Similarly, SAP updates the material stock level whenever there are changes in the manufacturing plans, thus notifying the management to order raw material on a timely basis. The SAP system also enables organisations to bill customers immediately after the goods are shipped to them.
SAP R/3 is a powerful system that is able to meet all the needs of an organisation, by effective flow of data to distant locations while maintaining data consistency and reliability. We will study about SAP R/3 in detail in the subsequent section.
The increasing competition in the market drives organisations to constantly improve and increase value-added services for attracting customers. Some of the factors that have compelled these organisations to adopt business improvement processes and solutions include the need for increased efficiency and speed of operations, cost optimisation, manpower optimisation, constantly evolving market trends, etc.
Adopting a business solution would help these organisations to sustain their competitive advantage. The ERP market offers several such solutions in the form of ERP software to these organisations. Several organisations in India have already invested in ERP software while many more are in the process of doing so.
The international ERP market consists of several software modules, where each of these modules serves a specific business operation. For example, product management, manufacturing, financial management, customer management, supplier management, project management and HRM are some areas that use ERP software modules.
Recent Trends in ERP Market
Some of the recent trends in the ERP market can be briefly explained as follows:
- Dominance of top vendors: The ERP software market has always been highly consolidated. It is mostly dominated by large vendors, such as SAP, Oracle and Microsoft. At present, Oracle and SAP control over half the market. However, the mid-market segment in India is moving towards lesser known CAPEX cloud SaaS vendors, such as UNIT4 Business Software, NetSuite and Epicor.
- Industry-specific ERP products differentiate the vendors in the market: The ERP market has grown to a level where the most basic business operations, such as human resource and finance, are successfully supported by most of the ERP offerings in the market. Therefore, vendors have now started differentiating on the basis of industry-specific business operations.
- Transfer of focus from large enterprises to small- and mid-sized enterprises: Issues related to the implementation of ERP systems and high costs have led organisations to reconsider their plans for purchasing and implementing enterprise-wide ERP systems. Therefore, the ERP market is gradually leading towards saturation among large enterprises. This has led to a shift in the focus of ERP vendors from large businesses to small- and mid-size industries.
The 2014 Manufacturing Report provides the market share statistics of the frequency with which each ERP vendor was selected by organisations. Figure 11.1 shows the total market share distribution of ERP vendors from May 2012 to September 2013:
SAP has a presence of about 17% in the manufacturing ERP market. Oracle and Microsoft trail with about 14% and 7%, respectively. The Tier II ERP solutions hold almost 21% of the manufacturing ERP market.

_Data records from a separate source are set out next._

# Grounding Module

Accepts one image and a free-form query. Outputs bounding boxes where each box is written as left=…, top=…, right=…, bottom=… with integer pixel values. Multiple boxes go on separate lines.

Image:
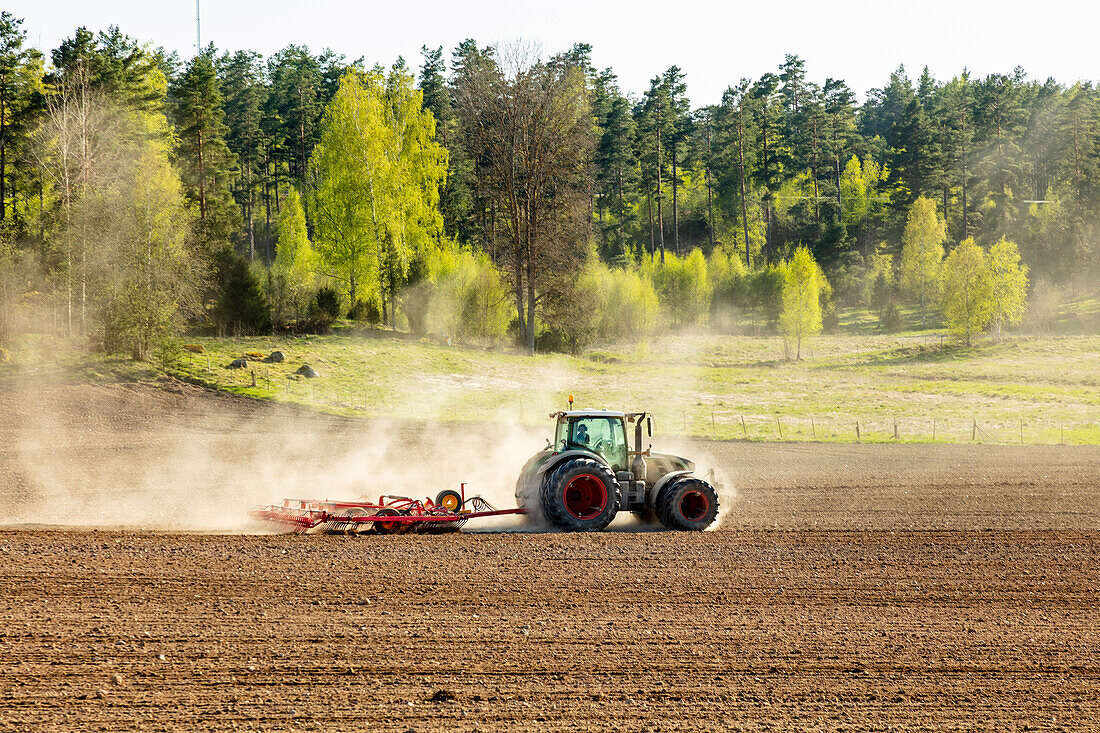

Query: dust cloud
left=0, top=330, right=735, bottom=532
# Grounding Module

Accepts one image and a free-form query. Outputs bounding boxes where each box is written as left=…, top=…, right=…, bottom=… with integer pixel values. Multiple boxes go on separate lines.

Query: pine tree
left=218, top=51, right=271, bottom=260
left=595, top=69, right=640, bottom=258
left=169, top=45, right=241, bottom=253
left=750, top=74, right=784, bottom=259
left=0, top=11, right=43, bottom=225
left=663, top=66, right=691, bottom=255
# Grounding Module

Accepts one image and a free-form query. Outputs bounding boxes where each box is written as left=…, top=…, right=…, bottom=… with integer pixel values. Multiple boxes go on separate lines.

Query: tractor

Future Trends in ERP Market
The future trends in the ERP market are assumed to be as follows:
- Industry-specific ERP offerings would continue to decide the success of ERP vendors: With the introduction of new rules, compliance guidelines, industry-specific issues, etc., businesses would require new ERP products to address particular business requirements.
- Increased emphasis would be on the user interface: A substantial ERP product differentiation is expected on the basis of the user interface. Web applications are expected to transform the user interfaces of back-end business applications.
- Alternative ERP modules would gain power in the ERP market: Software as a Service (SaaS) or customised ERP modules would reinforce their place as the conventional ERP solution model among the end users.